On Feb 10, 2013 6:55 PM, "Jon Cruz" <firstname.lastname@example.org> wrote:
> On Feb 10, 2013, at 6:24 PM, Alexandre Prokoudine wrote:
> > On Mon, Feb 11, 2013 at 6:17 AM, Jon Cruz wrote:
> >> I believe that in the abstract we will have need of both the toolbar and a dialog.
> > Even if we get on-canvas spellchecking?
> Yes, even then.
Not really with the current set of redundant features... that's all that we're losing at this point. It's still not a huge loss considering it is (or at least was) not common to see on-canvas spell checking in other design programs).
> One thing we should keep in mind is that different people work from different mental models. One main example of this is contrasting the people who write down a list of turns when taking directions vs. those who draw out a map.
We can't accommodate *every* workflow. Editing on-canvas should always be the goal where possible. I can create a list of directions or a map on the canvas with what we have now...
> Another use case might be if someone has the text/font dialog detached and floating. Given that we'd have context-sensitive toolbars, some people like to keep more visible by leveraging a floating palette/dialog. In the past I've even worked with someone who hit the limit on simultaneous open windows/buffers in one of the updates to emacs. Just because my brain doesn't happen to work that way does not always mean nobody else's brain does.

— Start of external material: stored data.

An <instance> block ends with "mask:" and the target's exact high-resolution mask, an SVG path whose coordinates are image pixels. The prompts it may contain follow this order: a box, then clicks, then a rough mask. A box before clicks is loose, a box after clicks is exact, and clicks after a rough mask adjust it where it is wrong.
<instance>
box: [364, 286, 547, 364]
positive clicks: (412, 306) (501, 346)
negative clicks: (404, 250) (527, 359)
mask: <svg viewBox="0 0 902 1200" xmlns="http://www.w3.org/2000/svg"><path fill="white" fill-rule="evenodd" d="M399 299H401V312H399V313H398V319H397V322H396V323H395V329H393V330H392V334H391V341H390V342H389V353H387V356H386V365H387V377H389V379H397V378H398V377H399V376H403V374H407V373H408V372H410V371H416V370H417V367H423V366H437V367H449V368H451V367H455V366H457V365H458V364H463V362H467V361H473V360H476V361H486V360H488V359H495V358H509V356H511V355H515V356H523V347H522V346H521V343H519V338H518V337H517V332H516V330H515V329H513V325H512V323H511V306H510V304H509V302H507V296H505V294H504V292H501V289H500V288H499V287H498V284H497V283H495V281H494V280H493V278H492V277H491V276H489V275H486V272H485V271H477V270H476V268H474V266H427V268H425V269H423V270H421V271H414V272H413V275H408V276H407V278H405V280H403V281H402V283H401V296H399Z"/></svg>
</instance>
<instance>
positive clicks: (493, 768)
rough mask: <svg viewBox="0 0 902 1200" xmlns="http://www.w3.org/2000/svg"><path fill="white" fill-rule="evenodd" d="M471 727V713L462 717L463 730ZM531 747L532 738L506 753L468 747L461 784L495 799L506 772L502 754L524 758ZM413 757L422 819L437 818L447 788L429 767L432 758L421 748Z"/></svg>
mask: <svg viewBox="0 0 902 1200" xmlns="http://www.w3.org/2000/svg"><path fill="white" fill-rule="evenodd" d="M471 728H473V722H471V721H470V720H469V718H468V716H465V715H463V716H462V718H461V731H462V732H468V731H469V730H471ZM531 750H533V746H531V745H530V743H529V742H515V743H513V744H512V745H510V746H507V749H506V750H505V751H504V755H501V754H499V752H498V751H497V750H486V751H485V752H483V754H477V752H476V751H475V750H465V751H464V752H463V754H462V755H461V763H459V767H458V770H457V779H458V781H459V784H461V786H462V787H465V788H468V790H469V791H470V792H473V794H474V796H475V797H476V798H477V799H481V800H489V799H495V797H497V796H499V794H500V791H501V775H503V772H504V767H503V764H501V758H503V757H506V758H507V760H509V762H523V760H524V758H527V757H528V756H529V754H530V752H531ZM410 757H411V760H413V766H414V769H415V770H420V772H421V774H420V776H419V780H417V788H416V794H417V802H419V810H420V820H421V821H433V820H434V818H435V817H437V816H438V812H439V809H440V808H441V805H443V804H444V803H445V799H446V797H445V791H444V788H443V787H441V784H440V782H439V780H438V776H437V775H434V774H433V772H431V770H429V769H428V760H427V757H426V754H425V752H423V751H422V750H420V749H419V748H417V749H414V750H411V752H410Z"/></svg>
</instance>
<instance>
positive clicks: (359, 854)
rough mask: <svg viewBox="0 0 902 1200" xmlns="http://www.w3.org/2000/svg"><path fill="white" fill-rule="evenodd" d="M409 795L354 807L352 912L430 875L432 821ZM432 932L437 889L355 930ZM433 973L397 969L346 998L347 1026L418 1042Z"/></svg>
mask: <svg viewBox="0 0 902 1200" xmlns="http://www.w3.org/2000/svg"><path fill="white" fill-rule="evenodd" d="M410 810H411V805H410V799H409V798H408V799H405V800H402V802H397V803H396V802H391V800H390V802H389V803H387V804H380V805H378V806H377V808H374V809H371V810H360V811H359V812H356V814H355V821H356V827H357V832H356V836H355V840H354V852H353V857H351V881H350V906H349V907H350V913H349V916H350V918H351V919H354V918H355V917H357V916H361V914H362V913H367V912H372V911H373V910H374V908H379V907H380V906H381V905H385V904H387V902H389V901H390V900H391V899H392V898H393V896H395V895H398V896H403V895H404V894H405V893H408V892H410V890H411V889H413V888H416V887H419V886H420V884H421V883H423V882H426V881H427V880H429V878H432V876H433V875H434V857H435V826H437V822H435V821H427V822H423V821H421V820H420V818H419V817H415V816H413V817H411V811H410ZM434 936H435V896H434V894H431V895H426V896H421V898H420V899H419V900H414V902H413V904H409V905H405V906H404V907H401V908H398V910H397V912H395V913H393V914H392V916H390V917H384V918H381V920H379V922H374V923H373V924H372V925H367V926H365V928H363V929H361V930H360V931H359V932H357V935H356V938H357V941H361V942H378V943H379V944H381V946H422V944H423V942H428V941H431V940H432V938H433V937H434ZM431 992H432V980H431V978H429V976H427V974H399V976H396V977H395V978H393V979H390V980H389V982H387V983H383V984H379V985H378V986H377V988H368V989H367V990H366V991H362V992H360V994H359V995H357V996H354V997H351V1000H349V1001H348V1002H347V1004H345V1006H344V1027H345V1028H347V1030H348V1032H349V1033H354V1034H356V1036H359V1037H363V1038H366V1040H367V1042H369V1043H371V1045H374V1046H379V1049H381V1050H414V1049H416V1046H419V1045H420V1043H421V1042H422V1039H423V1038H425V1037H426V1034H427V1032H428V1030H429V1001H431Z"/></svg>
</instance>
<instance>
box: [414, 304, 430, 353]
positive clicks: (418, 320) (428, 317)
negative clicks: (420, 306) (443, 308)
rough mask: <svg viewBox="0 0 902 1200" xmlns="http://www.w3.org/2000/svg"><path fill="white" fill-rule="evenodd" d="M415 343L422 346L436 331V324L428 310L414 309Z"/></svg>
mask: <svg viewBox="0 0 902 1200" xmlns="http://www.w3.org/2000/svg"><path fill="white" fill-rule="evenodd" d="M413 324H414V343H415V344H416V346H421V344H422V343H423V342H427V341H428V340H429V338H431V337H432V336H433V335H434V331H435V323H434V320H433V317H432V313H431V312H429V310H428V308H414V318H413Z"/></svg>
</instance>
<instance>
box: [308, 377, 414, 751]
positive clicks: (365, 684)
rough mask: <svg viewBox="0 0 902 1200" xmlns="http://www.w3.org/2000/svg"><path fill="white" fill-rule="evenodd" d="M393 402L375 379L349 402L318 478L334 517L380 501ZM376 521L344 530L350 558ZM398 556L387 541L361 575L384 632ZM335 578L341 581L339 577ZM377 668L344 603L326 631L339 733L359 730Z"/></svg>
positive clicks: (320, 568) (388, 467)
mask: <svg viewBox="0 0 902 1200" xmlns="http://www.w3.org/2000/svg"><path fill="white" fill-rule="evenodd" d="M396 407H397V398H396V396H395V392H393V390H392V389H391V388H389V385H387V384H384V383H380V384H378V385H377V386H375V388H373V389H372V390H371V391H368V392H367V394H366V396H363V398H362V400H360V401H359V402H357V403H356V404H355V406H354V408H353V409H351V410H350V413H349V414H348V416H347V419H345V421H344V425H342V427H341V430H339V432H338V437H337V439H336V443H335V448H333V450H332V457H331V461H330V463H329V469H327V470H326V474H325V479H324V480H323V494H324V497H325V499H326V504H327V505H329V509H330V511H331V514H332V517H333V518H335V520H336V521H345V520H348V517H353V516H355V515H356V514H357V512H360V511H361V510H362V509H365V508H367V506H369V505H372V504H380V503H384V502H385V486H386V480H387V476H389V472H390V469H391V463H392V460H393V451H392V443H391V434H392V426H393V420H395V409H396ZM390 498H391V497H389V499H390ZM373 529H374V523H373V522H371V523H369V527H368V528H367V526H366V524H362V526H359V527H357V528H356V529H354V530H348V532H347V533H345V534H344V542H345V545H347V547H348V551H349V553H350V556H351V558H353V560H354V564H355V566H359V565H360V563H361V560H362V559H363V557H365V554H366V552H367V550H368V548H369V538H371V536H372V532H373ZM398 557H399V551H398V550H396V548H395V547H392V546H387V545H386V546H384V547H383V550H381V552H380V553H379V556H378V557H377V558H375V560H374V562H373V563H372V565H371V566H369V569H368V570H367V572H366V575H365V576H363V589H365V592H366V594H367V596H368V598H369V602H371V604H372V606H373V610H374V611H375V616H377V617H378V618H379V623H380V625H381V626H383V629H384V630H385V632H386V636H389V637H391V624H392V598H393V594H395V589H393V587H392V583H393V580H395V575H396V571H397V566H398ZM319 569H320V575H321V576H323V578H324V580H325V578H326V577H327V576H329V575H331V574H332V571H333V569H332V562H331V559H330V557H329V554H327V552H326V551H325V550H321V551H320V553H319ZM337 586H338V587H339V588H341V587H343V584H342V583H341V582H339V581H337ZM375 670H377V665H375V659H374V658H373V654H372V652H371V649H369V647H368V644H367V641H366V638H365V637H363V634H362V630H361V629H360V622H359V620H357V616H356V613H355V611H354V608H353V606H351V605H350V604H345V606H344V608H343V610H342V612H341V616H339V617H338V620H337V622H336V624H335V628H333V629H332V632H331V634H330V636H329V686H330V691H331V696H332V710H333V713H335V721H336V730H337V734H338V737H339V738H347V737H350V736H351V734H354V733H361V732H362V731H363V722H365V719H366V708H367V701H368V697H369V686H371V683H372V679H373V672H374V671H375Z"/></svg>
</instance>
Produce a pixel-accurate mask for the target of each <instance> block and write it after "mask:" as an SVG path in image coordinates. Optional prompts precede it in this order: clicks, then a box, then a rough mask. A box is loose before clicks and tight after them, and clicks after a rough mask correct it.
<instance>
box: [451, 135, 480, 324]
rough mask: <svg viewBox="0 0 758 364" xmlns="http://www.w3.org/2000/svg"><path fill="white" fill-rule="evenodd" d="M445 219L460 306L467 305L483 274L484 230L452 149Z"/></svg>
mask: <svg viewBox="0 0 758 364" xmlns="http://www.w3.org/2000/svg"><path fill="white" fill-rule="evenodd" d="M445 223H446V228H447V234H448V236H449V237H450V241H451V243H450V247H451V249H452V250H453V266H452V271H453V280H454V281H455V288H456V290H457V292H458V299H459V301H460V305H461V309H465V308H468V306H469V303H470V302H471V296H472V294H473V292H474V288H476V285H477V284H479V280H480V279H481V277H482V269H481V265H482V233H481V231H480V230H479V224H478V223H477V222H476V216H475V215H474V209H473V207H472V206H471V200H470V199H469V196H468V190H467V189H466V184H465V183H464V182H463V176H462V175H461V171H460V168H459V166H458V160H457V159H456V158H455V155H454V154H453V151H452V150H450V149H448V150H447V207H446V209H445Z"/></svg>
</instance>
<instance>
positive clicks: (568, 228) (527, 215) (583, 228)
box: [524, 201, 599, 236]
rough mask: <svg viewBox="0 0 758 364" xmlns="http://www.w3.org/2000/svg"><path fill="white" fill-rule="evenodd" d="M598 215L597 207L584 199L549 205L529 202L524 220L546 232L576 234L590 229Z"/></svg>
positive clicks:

Seriously? Inkscape is not emacs (most of our users want the same workflow or shortcuts that every other application they have uses). I personally think we need to embrace the designer community before the hacker community... hackers always find ways to improve for their own preferences. For designers and most average users, they will really prefer a simple and streamlined workflow. We live in a world of touch ui and having duplicate ways of doing things or making them cumbersome will lose more users than it will gain.
> One point we want to be sure to avoid is the GNOME-type oversimplification where they've confused eliminating options as the same as making a UI easier to use. We might call that "simpler vs. simplistic". With a simpler UI it is easier to get things done, but with a simplistic UI one gets blocked from doing advanced things.
Here, we're not trying to remove functionality to reduce confusion... To me, we're removing redundancy. If the dialog were reimplemented from scratch to give awesome new features, that would rock... but having it offer nothing really beneficial over the text tool is just creating maintenance overhead as it currently exists.
I would honestly prefer to see us go a hybrid approach of what we have now plus GIMP's floating text controls. Get all of the common/basic controls into the floating control box and then only use the text tool control bar for advanced formatting features.